Innocent Bos
Oleh : R Herlina Sari
Part 5
Di dalam kamar mandi, aku cuma terpaku. Peralatannya lengkap benar. Ada sabun mandi, sampo, pasta gigi, tak lupa tergeletak pula sebuah sikat gigi yang belum dibuka dari bungkusnya. Ini rumah apa kantor? Kupandangi seluruh isi ruangan. Kamar mandi minimalis, lengkap dengan bathub-nya. Tersedia juga kamar ganti, ada lemari besar dengan deretan isi setelan kemeja laki-laki. Punya Pak Nala pasti.
Di dinding sebelah kiri, bersebelahan dengan arah kamar mandi terdapat pintu, iseng-iseng aku buka. Ada sebuah kamar tidur di sana, lengkap dengan perabotannya. Terlihat empuk dan nyaman buat tiduran.
Di ujung nakas, ada sebuah paper bag dengan kertas tertulis ‘untuk Shera’. Di meja pun sama. Terdapat make-up lengkap tanpa cela. Bedak, foundation, lipstik, maskara, blush-on, pensil alis, dan entah apa lagi yang tak aku tahu jenisnya. Semua masih baru, belum terbuka segelnya. Ah, aku mulai halu melihat alat make-up lengkap begini, serasa lagi dikasih peningset lamaran.

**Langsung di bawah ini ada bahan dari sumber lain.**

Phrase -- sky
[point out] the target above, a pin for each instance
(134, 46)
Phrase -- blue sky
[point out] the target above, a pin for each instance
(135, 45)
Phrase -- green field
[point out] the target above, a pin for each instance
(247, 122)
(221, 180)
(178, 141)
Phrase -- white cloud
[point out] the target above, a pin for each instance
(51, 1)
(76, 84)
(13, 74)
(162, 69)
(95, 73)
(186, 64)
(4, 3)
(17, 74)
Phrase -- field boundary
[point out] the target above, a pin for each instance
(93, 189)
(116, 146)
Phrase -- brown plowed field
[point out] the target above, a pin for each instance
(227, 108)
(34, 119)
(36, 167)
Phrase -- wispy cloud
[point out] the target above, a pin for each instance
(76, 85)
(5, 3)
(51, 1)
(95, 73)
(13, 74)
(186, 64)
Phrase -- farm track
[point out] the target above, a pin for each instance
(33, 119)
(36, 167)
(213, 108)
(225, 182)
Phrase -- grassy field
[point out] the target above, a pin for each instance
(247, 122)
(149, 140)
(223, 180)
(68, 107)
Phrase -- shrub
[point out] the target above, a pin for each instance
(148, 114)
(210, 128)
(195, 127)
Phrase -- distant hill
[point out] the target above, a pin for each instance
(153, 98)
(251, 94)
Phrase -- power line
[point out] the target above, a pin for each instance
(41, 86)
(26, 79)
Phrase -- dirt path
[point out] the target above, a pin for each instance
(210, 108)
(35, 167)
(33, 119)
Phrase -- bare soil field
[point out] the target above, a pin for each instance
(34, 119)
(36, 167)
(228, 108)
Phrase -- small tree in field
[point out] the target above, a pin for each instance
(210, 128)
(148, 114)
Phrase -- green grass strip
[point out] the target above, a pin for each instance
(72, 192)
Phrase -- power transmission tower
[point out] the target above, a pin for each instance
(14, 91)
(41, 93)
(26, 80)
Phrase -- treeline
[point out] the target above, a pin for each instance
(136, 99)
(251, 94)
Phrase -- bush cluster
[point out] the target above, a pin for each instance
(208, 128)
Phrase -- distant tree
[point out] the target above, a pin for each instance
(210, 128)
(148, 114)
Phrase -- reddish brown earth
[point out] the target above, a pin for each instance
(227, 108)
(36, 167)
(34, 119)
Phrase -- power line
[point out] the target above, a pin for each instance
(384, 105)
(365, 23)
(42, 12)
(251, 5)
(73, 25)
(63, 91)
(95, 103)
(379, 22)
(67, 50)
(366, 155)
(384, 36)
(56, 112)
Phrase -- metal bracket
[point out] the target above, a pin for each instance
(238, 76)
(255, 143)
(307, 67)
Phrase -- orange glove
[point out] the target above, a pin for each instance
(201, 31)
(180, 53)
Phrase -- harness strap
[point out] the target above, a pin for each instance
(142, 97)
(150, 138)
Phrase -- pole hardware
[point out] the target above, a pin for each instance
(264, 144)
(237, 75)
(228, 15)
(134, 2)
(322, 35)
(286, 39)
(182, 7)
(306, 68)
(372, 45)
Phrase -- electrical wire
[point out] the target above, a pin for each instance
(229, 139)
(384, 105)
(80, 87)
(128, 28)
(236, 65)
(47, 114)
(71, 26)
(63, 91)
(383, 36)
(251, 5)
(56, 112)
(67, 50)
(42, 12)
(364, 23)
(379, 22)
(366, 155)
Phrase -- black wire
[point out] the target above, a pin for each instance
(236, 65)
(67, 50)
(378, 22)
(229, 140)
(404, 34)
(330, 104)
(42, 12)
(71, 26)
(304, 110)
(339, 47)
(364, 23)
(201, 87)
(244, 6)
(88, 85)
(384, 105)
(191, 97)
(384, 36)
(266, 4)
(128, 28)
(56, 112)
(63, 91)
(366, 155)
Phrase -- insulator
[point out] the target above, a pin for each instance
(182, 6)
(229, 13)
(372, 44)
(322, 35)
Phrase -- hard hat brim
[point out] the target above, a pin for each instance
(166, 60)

Aku terlihat sangat berharap, secara belum pernah tahu make-up selengkap ini. Biasanya cuma pakai bedak bayi Cussons sama lipstik pink merek Wardah, maaf sebut merek, asli ini bukan promosi atau jadi endorsemen produk tersebut.
Segera saja aku mandi, lima menit cukup. Mandi bebek, karena aku takut sama air. Padahal keran air ada dua pilihan panas dan dingin, bodohnya aku tak tahu cara mengubahnya.

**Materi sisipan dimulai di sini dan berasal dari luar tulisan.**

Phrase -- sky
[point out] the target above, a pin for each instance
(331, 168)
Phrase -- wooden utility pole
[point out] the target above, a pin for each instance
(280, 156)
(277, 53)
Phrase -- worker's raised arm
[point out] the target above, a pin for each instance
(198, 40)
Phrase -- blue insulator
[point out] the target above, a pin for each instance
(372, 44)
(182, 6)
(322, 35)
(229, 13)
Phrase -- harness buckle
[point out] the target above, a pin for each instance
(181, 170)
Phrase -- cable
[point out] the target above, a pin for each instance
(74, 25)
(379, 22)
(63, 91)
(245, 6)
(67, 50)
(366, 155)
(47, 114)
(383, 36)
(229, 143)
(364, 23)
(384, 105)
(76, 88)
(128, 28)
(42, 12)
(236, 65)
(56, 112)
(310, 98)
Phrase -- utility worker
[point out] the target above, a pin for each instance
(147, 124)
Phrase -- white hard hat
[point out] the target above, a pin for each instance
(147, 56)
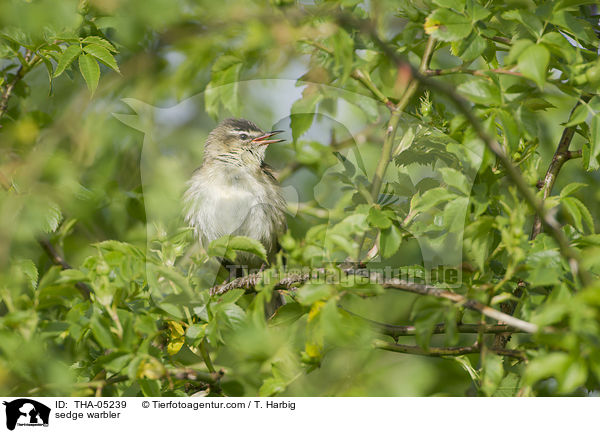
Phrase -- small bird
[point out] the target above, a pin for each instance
(234, 192)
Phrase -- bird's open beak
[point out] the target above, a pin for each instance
(263, 138)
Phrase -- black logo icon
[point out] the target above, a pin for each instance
(26, 412)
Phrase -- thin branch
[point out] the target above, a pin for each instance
(291, 281)
(561, 155)
(390, 134)
(57, 259)
(476, 72)
(471, 304)
(358, 74)
(396, 331)
(465, 108)
(445, 351)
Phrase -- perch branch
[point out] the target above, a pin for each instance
(290, 282)
(561, 155)
(445, 351)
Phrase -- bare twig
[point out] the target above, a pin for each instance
(445, 351)
(561, 155)
(396, 331)
(464, 107)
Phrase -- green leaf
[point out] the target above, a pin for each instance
(389, 241)
(100, 330)
(480, 91)
(531, 22)
(573, 210)
(103, 55)
(516, 50)
(574, 376)
(468, 49)
(67, 58)
(378, 219)
(447, 25)
(303, 113)
(90, 71)
(545, 268)
(492, 373)
(533, 63)
(150, 388)
(223, 89)
(29, 270)
(578, 116)
(96, 40)
(287, 314)
(195, 332)
(457, 5)
(431, 198)
(226, 247)
(343, 53)
(553, 364)
(52, 218)
(594, 148)
(478, 239)
(571, 188)
(456, 179)
(311, 293)
(580, 211)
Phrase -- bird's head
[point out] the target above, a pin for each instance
(238, 140)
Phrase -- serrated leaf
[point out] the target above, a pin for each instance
(571, 188)
(430, 198)
(480, 91)
(103, 55)
(66, 58)
(378, 219)
(468, 49)
(90, 71)
(447, 25)
(303, 113)
(96, 40)
(533, 63)
(456, 179)
(545, 268)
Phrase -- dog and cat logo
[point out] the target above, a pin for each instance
(26, 412)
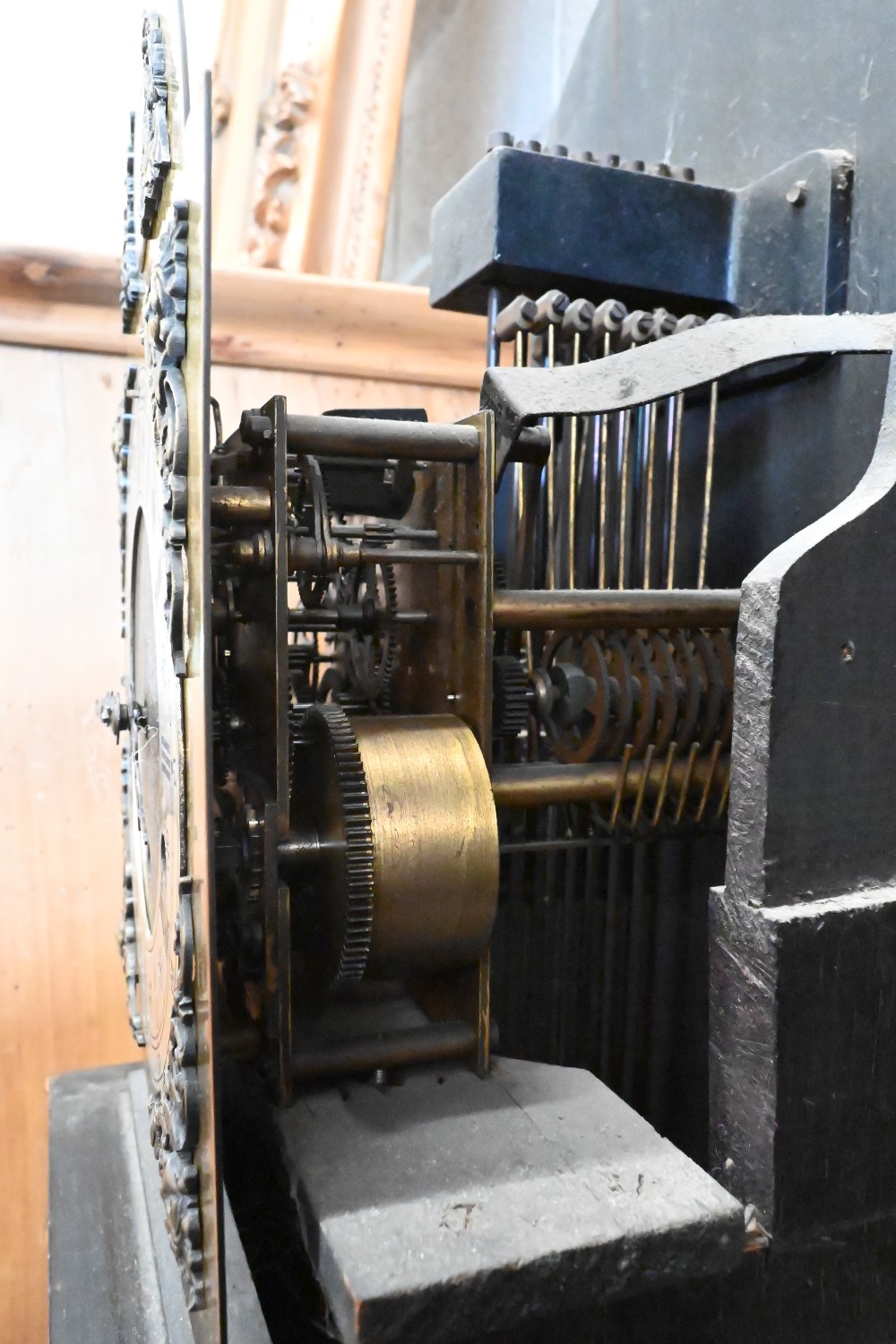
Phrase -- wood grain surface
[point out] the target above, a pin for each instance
(261, 319)
(62, 995)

Aku mengganti baju dengan isi paper bag. Rok navy selutut, blus biru langit dengan kerah cina. Membuat penampilanku kali ini terlihat lebih dewasa. Kupoles tipis-tipis bedak dan lipstik. Ah, bodo amat punya siapa, yang penting aku pakai saja. Herannya, pakaian itu seperti sengaja untukku. Ukurannya pas tanpa longgar sedikit pun.
“Sudah, Pak. Saya permisi kembali ke ruangan.” Aku keluar dari kamar mandi dan segera ingin bergegas pergi untuk menyelesaikan laporan yang katanya salah dan tak beraturan.

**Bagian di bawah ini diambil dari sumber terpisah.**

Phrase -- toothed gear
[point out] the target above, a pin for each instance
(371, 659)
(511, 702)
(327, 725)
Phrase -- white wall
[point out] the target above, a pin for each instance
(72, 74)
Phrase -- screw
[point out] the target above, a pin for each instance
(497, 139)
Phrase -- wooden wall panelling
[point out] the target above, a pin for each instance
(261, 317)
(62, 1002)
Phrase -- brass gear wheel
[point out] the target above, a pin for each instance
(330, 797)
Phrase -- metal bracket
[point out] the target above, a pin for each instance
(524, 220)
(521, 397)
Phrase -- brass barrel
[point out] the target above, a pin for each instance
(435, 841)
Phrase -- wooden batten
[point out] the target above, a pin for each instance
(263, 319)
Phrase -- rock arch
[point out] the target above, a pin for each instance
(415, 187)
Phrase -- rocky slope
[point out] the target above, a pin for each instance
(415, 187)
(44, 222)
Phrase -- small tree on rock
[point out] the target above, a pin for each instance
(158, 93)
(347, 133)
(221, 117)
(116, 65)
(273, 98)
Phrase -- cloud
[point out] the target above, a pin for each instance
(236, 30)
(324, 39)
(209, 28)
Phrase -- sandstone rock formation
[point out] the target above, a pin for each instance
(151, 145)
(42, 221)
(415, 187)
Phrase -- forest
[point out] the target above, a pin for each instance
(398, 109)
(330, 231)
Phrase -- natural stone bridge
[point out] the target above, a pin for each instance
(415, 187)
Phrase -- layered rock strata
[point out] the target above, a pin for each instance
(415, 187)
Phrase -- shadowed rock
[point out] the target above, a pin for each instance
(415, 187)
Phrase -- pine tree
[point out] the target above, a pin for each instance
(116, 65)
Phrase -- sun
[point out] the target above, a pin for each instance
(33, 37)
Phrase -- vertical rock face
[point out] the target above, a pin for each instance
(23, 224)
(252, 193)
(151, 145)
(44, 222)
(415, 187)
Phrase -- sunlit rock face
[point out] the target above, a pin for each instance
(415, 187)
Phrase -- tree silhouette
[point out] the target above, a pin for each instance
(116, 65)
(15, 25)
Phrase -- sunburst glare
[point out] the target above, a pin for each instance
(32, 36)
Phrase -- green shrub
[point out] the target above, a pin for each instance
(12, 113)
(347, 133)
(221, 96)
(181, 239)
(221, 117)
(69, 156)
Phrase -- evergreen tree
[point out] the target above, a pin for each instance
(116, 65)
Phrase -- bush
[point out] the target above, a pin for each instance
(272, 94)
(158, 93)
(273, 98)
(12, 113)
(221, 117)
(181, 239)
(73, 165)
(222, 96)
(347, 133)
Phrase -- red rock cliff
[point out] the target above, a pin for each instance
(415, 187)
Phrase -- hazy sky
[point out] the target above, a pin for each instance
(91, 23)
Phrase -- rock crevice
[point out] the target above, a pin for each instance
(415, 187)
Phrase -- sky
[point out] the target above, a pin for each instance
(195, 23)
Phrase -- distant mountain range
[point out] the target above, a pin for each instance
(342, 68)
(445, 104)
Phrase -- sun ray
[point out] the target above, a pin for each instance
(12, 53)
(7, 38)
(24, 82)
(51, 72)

“Tunggu!” Pak Nala mencegahku. “Temani saya sarapan di sini,” lanjutnya kemudian. Dia menatapku lama. Apakah aku terlihat seperti bidadari baginya?
“Kenapa, Pak? Ada yang salah dengan penampilan saya?” tanyaku.
“Enggak. Ayo makan!” jawabnya. Dia kaget.
Kulihat di meja sudah tersedia dua sterofoam, entah kapan dia menyiapkannya. Karena lapar, jadi tidak aku tolak tawarannya, daripada nanti disuapin. Padahal, aslinya aku berharap bisa disuapin sama Pak Nala, biar agak-agak romantis gitu. Kami makan berdua, dengan diam dan tanpa suara. Tanpa ada bunyi denting sendok atau garpu dengan piring.
***
Tanpa terasa jam sudah menunjukkan pukul dua belas. Waktunya beristirahat, melepaskan segala penat yang melanda pikiran.
“Hai, Shera, makan siang di kantin, yuk.”
Secara tiba-tiba Raka muncul di balik bilik.
“Yuk.” Aku berdiri, segera melangkahkan kaki, beranjak pergi menuju kantin yang ada di lantai satu.
“Emmm, Sher,” panggil Raka. “Alamat rumahmu di mana?” tanya dia kemudian.
“Buat apa, tanya-tanya?”
“Cuma mau jemput aja besok pagi,” kata Raka. Dia menatapku lekat.
Baru datang makanan yang kupesan. Belum selesai mengunyah makanan, tiba-tiba ada bunyi ringtone HP.
Terimalah lagu ini
Dari orang biasa
Tapi cintaku padamu luar biasa
Terpampang nama Bos gokil nan tampan di layar HP-ku.
“Ha-lo.” Belum sempat aku selesai ngomong, penelepon di seberang sudah angkat bicara.
“Shera! Kamu ada di mana? Ke ruangan saya, segera! Saya tunggu lima menit, terlambat akan saya hukum.” Suara di seberang terdengar nyaring di telinga. Tanpa bisa dibantah. Lidah ini terasa kelu.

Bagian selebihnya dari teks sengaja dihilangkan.